ProtFrag - Protein Fragment Prediction from pLM Embeddings

This project implements a multi-task deep learning model to predict protein fragments from ProtT5 embeddings.

The model performs two related tasks:

Binary Classification: Predicts if a sequence is Complete vs. Fragment.
Multilabel Classification: Predicts the type of fragment (N-terminal, C-terminal, Internal gaps).

This repository provides a complete pipeline — from raw UniProt data parsing and embedding preparation to model training, hyperparameter tuning, and a comprehensive evaluation suite.

🚀 Repository Structure

.
├── configs/
│   └── default.yaml              # Hyperparameters for data, model, training
│
├── data/
│   ├── embeddings/               # Stores individual [entry].pt files
│   ├── processed/
│   │   ├── metadata_raw.csv      # Output of 01_parse...
│   │   ├── clustered/            # Output of 02_run_mmseqs...
│   │   └── metadata.csv          # Output of 04_create_splits... (FINAL)
│   └── uniprot/
│       ├── bulk_embeddings/      # (Your downloaded HDF5 files)
│       ├── fragments.fasta
│       ├── complete.fasta
│       └── fragment_annotations.tsv
│
├── scripts/
│   ├── 01_parse_uniprot_data.py           # Parses FASTA/TSV -> metadata_raw.csv
│   ├── 02_run_mmseqs.sh                   # Creates representative_ids.txt
│   ├── 03_unpack_embeddings.py            # (NEW) Converts bulk H5 -> individual .pt files
│   ├── 04_create_train_val_test_splits.py # (Formerly 03) Creates final metadata.csv
│   └── (05_... synthetic data scripts)
│
├── src/                          # All Python source code
│   ├── __init__.py
│   ├── data.py                   # PyTorch Dataset and DataModule
│   ├── metrics.py                # Custom MCC and Multilabel metrics
│   ├── model.py                  # The FragmentDetector LightningModule
│   └── utils/
│       └── fragment_parser.py    # Core logic for parsing NON_TER/NON_CONS
│
├── checkpoints/                  # Saved model .ckpt files
├── lightning_logs/               # Local CSV/W&B logs
├── results/                      # Evaluation outputs (plots, .json, .txt)
│
├── train.py                      # Main training script
├── evaluate.py                   # Main evaluation script
├── requirements.txt              # Project dependencies
├── QUICKSTART.md                 # Step-by-step tutorial
└── README.md                     # This file

🏗️ Model Architecture

The model is a multi-task classifier with a shared backbone:

Input: ProtT5 Embedding (1024-dim)
    ↓
Shared Encoder:
    Linear(1024 → 512) + BatchNorm + ReLU + Dropout
    Linear(512 → 256) + BatchNorm + ReLU + Dropout
    ↓                     ↓
Binary Head           Multilabel Head
(1 neuron)            (3 neurons)
    ↓                     ↓
Complete/Fragment    [N-term, C-term, Internal]

Loss Function

The total loss is a weighted sum of the two task losses.
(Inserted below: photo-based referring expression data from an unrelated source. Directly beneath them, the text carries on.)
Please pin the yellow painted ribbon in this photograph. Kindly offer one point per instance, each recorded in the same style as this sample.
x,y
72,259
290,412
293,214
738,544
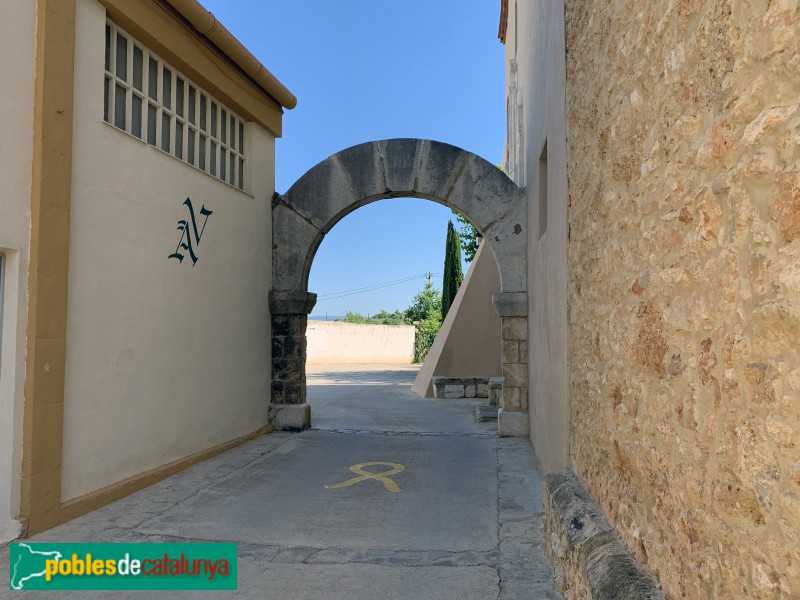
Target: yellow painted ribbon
x,y
365,475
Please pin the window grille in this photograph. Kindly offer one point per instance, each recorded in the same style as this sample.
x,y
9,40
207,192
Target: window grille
x,y
147,98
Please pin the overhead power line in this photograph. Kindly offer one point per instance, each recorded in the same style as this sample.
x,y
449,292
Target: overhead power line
x,y
371,288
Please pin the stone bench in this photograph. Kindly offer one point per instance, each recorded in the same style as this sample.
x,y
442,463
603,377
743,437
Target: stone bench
x,y
461,387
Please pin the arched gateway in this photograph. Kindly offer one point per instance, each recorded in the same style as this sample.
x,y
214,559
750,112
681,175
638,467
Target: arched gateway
x,y
391,169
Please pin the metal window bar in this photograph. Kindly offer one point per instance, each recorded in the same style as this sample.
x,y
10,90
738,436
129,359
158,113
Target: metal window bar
x,y
211,135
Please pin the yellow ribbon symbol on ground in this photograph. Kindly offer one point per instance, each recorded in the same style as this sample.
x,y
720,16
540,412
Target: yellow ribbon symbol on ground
x,y
390,485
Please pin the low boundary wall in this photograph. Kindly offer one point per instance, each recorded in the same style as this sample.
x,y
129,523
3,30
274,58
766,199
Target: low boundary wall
x,y
332,342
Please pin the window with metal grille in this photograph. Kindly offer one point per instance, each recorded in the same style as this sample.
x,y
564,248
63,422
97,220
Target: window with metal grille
x,y
147,98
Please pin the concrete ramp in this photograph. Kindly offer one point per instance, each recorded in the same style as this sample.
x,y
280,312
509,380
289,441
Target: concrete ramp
x,y
468,344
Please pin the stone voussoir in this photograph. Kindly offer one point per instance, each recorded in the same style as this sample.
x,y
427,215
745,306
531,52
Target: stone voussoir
x,y
582,544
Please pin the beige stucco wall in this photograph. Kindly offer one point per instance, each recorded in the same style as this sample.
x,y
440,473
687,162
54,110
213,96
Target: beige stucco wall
x,y
535,39
468,343
684,285
164,359
17,63
330,342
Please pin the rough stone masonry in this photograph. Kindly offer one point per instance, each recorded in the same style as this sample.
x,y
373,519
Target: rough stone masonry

Class weights are used to handle data imbalance:

$$L_{total} = w_b \cdot L_{BCE}(binary) + w_m \cdot L_{BCE}(multilabel)$$

💡 Key Design Decisions

Multi-task Learning: A shared encoder learns common fragment features, while separate heads specialize.
Redundancy Reduction: MMseqs2 is used to cluster the dataset and remove redundant sequences, preventing data leakage between train and test sets and ensuring the model learns generalizable features.
Correct C-Terminal Parsing: src/utils/fragment_parser.py correctly uses sequence length to differentiate N-terminal, C-terminal, and internal NON_TER annotations.
Multilabel (Not Multiclass): The fragment type head is multilabel (sigmoid on 3 neurons), as fragments can have multiple incompleteness types simultaneously.
Stratified Splitting: The scripts/04_... script creates reproducible splits stratified by both fragment status and sequence length bins to prevent the model from learning trivial length-based heuristics.
Robust Evaluation: The primary metric is Matthews Correlation Coefficient (MCC), which is ideal for imbalanced datasets. We also monitor val/loss_total with EarlyStopping to prevent severe overfitting.
Config-Driven: All hyperparameters, paths, and training settings are controlled via configs/default.yaml and can be overridden via the command line.

⚡ Usage

For a complete step-by-step guide, see QUICKSTART.md.

General Workflow

# 1. Download UniProt raw data (FASTA, TSV)
# 2. Download UniProt bulk embeddings (HDF5)
# (See QUICKSTART for details)

# 3. Run the 4-step data processing pipeline
python scripts/01_parse_uniprot_data.py
bash scripts/02_run_mmseqs.sh
python scripts/03_unpack_embeddings.py
python scripts/04_create_train_val_test_splits.py

# 4. Train the model (and monitor on W&B)
python train.py --config configs/default.yaml

# 5. (Optional) Run Hyperparameter Experiments
python train.py --config configs/default.yaml --override model.learning_rate=0.0001

# 6. Evaluate your best model from W&B
python evaluate.py \
  --config configs/default.yaml \
  --checkpoint checkpoints/fragment-detector-BEST_MCC-....ckpt \
  --output-dir results/evaluation_final

🩺 Troubleshooting

🧠 OutOfMemoryError (OOM)

Reduce data.batch_size in configs/default.yaml.
Set training.precision: 16 for mixed-precision.

📂 Embeddings Not Found

During 04_create_splits...: Your 03_unpack_embeddings.py script may have been interrupted or failed. Re-run it.
During train.py: Your data/processed/metadata.csv is out of sync with your data/embeddings/ folder. Re-run scripts/04_create_train_val_test_splits.py to re-scan the folder and create a clean metadata.csv.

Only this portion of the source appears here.